终于看到了实际的translog replay 逻辑了。这里调用了标准的InternalEngine.create 方法进行日志的恢复。其实比较有意思的是,我们在日志回放的过程中,依然会继续写translog。这里就会导致一个问题,如果我在做日志回放的过程中,服务器由当掉了(或者ES instance 重启了),那么就会导致translog 变多了。这个地方是否可以再优化下?

假设我们完成了Translog 回放后,如果确实有重放,那么就行flush动作,删除translog,否则就commit Index。
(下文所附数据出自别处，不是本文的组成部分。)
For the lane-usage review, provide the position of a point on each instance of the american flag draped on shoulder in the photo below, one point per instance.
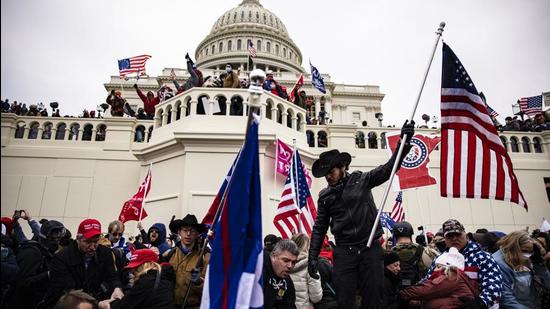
(132, 65)
(296, 212)
(474, 163)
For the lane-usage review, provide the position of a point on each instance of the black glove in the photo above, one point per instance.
(476, 303)
(195, 275)
(313, 268)
(408, 131)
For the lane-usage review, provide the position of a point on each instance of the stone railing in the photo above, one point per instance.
(320, 136)
(227, 102)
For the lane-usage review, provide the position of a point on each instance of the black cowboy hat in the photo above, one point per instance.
(189, 220)
(329, 159)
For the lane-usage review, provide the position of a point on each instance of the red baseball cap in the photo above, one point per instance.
(89, 228)
(141, 256)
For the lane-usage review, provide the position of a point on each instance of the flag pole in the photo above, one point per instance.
(255, 91)
(402, 145)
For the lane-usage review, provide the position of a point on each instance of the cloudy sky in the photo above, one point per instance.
(64, 50)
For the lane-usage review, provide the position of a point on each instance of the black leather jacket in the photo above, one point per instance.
(349, 209)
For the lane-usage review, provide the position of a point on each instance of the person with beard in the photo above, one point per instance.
(34, 258)
(83, 265)
(185, 258)
(392, 281)
(155, 237)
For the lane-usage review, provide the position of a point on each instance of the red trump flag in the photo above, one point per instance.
(414, 170)
(132, 208)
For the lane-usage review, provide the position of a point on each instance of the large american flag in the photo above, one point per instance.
(531, 106)
(251, 49)
(296, 212)
(132, 65)
(397, 212)
(474, 163)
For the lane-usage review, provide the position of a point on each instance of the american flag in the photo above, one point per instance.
(132, 65)
(296, 212)
(251, 49)
(531, 105)
(474, 163)
(397, 212)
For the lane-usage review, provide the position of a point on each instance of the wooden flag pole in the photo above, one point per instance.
(402, 145)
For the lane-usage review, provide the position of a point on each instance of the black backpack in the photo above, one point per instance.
(410, 273)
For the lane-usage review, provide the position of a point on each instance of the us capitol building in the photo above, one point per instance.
(72, 168)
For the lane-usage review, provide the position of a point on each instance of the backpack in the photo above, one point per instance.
(410, 272)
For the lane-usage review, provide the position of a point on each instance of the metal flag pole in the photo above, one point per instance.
(257, 78)
(438, 33)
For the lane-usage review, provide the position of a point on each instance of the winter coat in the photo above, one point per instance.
(144, 294)
(32, 283)
(279, 293)
(349, 209)
(391, 289)
(68, 272)
(308, 290)
(481, 267)
(183, 265)
(231, 80)
(518, 288)
(148, 105)
(442, 292)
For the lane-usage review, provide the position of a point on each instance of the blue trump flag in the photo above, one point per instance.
(233, 277)
(316, 79)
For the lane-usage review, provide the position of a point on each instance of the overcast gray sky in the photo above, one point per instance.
(64, 50)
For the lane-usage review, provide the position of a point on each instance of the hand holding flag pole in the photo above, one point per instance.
(402, 145)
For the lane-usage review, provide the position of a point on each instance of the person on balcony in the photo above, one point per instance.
(149, 102)
(232, 78)
(195, 80)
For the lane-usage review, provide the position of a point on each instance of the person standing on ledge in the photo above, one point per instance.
(347, 206)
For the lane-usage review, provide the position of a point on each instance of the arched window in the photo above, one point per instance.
(372, 140)
(101, 133)
(360, 139)
(526, 145)
(60, 134)
(537, 145)
(514, 144)
(47, 133)
(504, 142)
(322, 141)
(310, 138)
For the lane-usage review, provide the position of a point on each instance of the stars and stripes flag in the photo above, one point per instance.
(474, 163)
(251, 49)
(531, 106)
(397, 212)
(296, 212)
(132, 65)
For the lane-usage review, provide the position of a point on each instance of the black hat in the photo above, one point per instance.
(189, 220)
(329, 159)
(390, 258)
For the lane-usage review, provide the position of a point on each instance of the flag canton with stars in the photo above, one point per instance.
(456, 75)
(300, 185)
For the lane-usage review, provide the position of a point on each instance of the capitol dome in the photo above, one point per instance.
(229, 36)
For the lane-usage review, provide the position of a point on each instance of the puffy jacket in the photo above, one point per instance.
(308, 290)
(481, 267)
(518, 288)
(442, 292)
(349, 209)
(144, 294)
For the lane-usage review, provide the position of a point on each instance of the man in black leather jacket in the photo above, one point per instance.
(347, 206)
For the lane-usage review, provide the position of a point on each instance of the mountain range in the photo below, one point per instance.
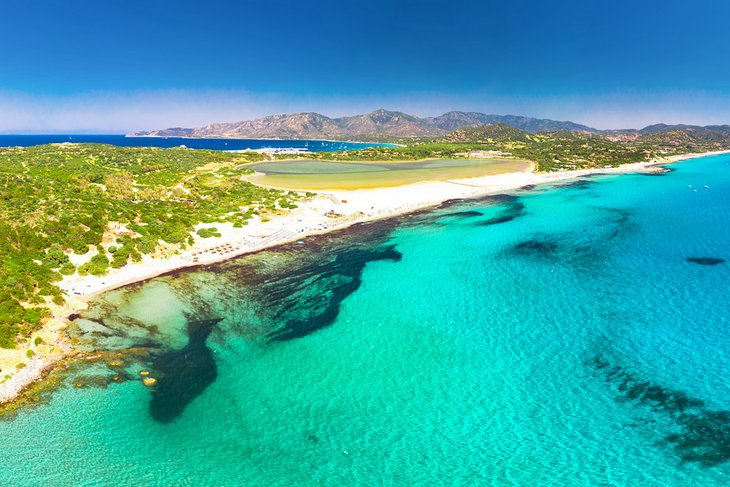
(388, 125)
(377, 125)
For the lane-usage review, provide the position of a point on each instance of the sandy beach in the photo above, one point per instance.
(327, 211)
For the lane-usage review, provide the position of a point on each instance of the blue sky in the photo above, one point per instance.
(130, 65)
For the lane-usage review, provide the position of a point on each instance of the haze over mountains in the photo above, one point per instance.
(384, 124)
(377, 124)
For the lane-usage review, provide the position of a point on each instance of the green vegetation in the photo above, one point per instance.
(554, 151)
(111, 205)
(208, 232)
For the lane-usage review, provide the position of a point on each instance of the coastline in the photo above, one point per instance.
(326, 212)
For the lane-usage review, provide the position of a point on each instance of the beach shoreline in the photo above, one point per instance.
(326, 212)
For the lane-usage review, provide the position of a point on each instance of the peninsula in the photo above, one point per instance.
(79, 219)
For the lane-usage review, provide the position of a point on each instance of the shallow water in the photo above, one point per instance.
(327, 175)
(559, 337)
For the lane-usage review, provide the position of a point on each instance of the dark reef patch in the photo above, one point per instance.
(182, 375)
(511, 208)
(536, 247)
(578, 184)
(310, 299)
(700, 434)
(705, 260)
(659, 171)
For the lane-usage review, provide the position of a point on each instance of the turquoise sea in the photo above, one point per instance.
(573, 335)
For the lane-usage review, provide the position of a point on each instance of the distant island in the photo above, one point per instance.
(79, 219)
(379, 125)
(394, 126)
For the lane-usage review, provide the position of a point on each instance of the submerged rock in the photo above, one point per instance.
(705, 260)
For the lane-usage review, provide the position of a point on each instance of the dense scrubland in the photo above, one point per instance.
(61, 200)
(107, 206)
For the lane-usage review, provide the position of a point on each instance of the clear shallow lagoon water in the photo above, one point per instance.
(323, 175)
(554, 337)
(214, 144)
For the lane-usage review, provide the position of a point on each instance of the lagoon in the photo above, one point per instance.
(326, 175)
(562, 335)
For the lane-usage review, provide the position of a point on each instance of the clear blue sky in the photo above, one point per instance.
(134, 64)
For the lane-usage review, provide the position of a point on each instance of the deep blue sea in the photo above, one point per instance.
(215, 144)
(573, 335)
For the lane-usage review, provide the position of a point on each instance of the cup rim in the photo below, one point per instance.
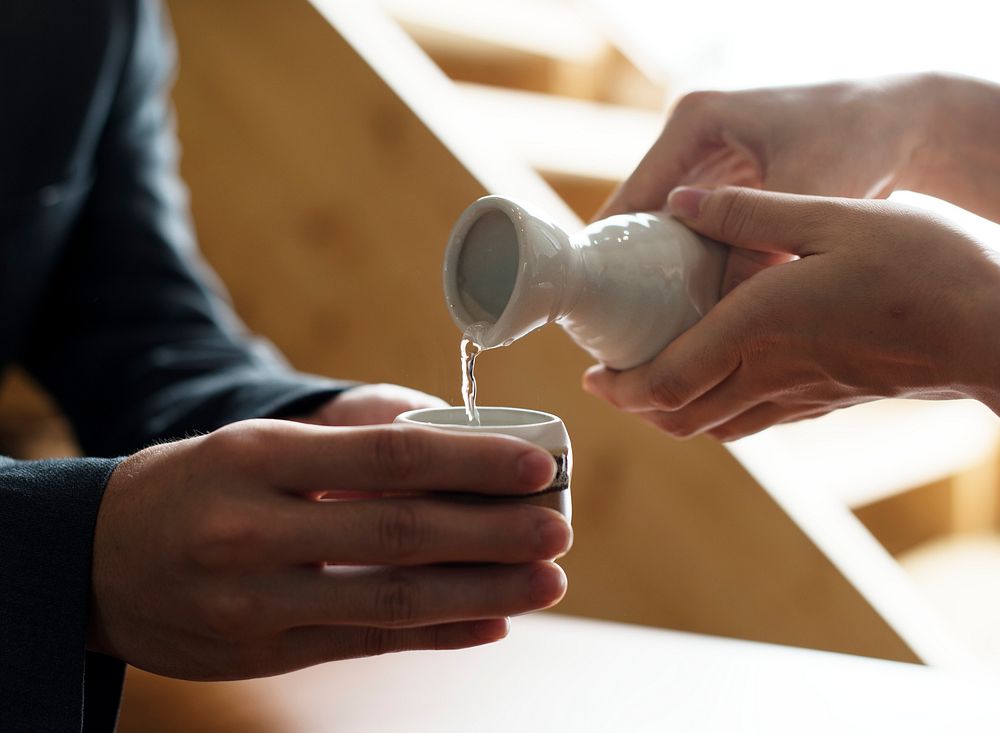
(541, 418)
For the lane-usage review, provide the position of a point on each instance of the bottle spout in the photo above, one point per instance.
(504, 270)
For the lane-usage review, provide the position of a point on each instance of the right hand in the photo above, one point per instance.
(213, 558)
(857, 140)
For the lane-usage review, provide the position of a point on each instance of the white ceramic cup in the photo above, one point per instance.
(541, 428)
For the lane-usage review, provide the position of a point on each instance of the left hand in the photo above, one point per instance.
(884, 301)
(371, 404)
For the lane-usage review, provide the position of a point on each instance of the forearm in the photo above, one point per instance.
(959, 159)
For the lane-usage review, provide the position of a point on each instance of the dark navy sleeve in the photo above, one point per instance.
(135, 339)
(104, 299)
(47, 514)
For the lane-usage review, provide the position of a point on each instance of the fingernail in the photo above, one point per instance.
(548, 585)
(492, 629)
(536, 469)
(554, 538)
(686, 202)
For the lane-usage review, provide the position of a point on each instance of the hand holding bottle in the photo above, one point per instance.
(886, 301)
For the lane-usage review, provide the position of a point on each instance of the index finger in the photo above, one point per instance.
(308, 458)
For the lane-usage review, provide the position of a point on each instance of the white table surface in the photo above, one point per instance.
(556, 673)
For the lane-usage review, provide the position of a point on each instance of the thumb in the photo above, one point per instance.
(764, 221)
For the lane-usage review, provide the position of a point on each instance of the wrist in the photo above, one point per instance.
(958, 156)
(929, 132)
(986, 382)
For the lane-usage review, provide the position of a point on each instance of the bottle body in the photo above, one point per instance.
(623, 287)
(648, 279)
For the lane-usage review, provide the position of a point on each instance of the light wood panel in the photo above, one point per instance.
(324, 193)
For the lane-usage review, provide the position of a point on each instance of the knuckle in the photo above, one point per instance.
(375, 641)
(737, 214)
(665, 393)
(401, 534)
(227, 539)
(231, 614)
(396, 601)
(397, 452)
(697, 102)
(241, 447)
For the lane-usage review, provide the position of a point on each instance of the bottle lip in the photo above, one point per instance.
(500, 330)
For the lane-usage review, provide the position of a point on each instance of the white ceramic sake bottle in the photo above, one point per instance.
(623, 288)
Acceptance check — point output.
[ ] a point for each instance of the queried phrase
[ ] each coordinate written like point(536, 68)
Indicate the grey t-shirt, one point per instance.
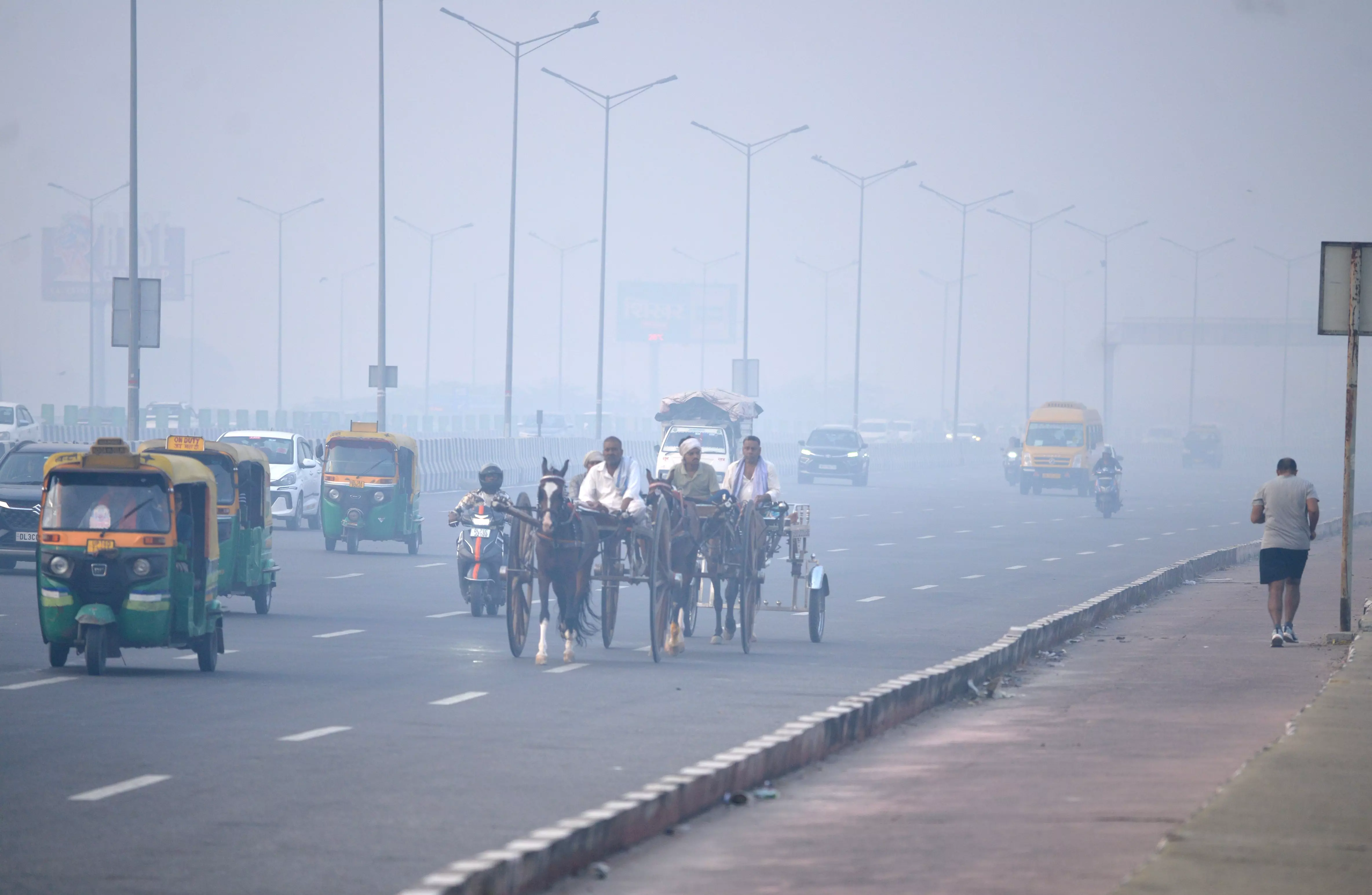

具体逻辑由如下的代码来完成:

if (opsRecovered > 0) {             logger.trace("flushing post recovery from translog. ops recovered [{}]. committed translog id [{}]. current id [{}]",                     opsRecovered, translogGeneration == null ? null : translogGeneration.translogFileGeneration, translog                             .currentFileGeneration());             flush(true, true);         } else if (translog.isCurrent(translogGeneration) == false) {             commitIndexWriter(indexWriter, translog, lastCommittedSegmentInfos.getUserData().get(Engine.SYNC_COMMIT_ID));         }

接着就进入了finalizeRecovery,然后,就没然后了。

 indexShard.finalizeRecovery();             String indexName = indexShard.shardId().index().name();             for (Map.Entry<String, Mapping> entry : typesToUpdate.entrySet()) {                 validateMappingUpdate(indexName, entry.getKey(), entry.getValue());             }             indexShard.postRecovery("post recovery from shard_store");

Primary的迁移/Replication的生成和迁移

一般这种recovery其实就是发生relocation或者调整副本的时候发生的。所以集群是在正常状态,一定有健康的primary shard存在,所以我们也把这种recovery叫做Peer Recovery。 入口和前面的Primary恢复是一样的,代码如下:

if (isPeerRecovery(shardRouting)) {  //走的这个分支 ..... RecoveryState.Type type = shardRouting.primary() ? RecoveryState.Type.RELOCATION : RecoveryState.Type.REPLICA;                 recoveryTarget.startRecovery(indexShard, type, sourceNode, new PeerRecoveryListener(shardRouting, indexService, indexMetaData)); ......            } else {  ...... }

核心代码自然是 recoveryTarget.startRecovery。这里的recoveryTarget的类型是: org.elasticsearch.indices.recovery.RecoveryTarget

startRecovery方法的核心代码是:

threadPool.generic().execute(new RecoveryRunner(recoveryId));

也是启动一个县城异步执行的。RecoveryRunner调用的是RecoveryTarget的 doRecovery 方法,在该方法里,会发出一个RPC请求:

final StartRecoveryRequest request = new StartRecoveryRequest(recoveryStatus.shardId(), recoveryStatus.sourceNode(), clusterService.localNode(),        false, metadataSnapshot, recoveryStatus.state().getType(), recoveryStatus.recoveryId());  recoveryStatus.indexShard().prepareForIndexRecovery();             recoveryStatus.CancellableThreads().execute(new CancellableThreads.Interruptable() {                 @Override                 public void run() throws InterruptedException {                     responseHolder.set(transportService.submitRequest(request.sourceNode(), RecoverySource.Actions.START_RECOVERY, request, new FutureTransportResponseHandler<RecoveryResponse>() {                         @Override                         public RecoveryResponse newInstance() {                             return new RecoveryResponse();                         }                     }).txGet());                 }             });

这个时候进入 INDEX Stage。 那谁接受处理的呢? 我们先看看现在的类名叫啥? RecoveryTarget。 我们想当然的想,是不是有RecoverySource呢? 发现确实有,而且该类确实也有一个处理类:

 class StartRecoveryTransportRequestHandler extends TransportRequestHandler<StartRecoveryRequest> {         @Override         public void messageReceived(final StartRecoveryRequest request, final TransportChannel channel) throws Exception {             RecoveryResponse response = recover(request);             channel.sendResponse(response);         }     }

ES里这种通过Netty进行交互的方式,大家可以看看我之前写文章 ElasticSearch Rest/RPC 接口解析 。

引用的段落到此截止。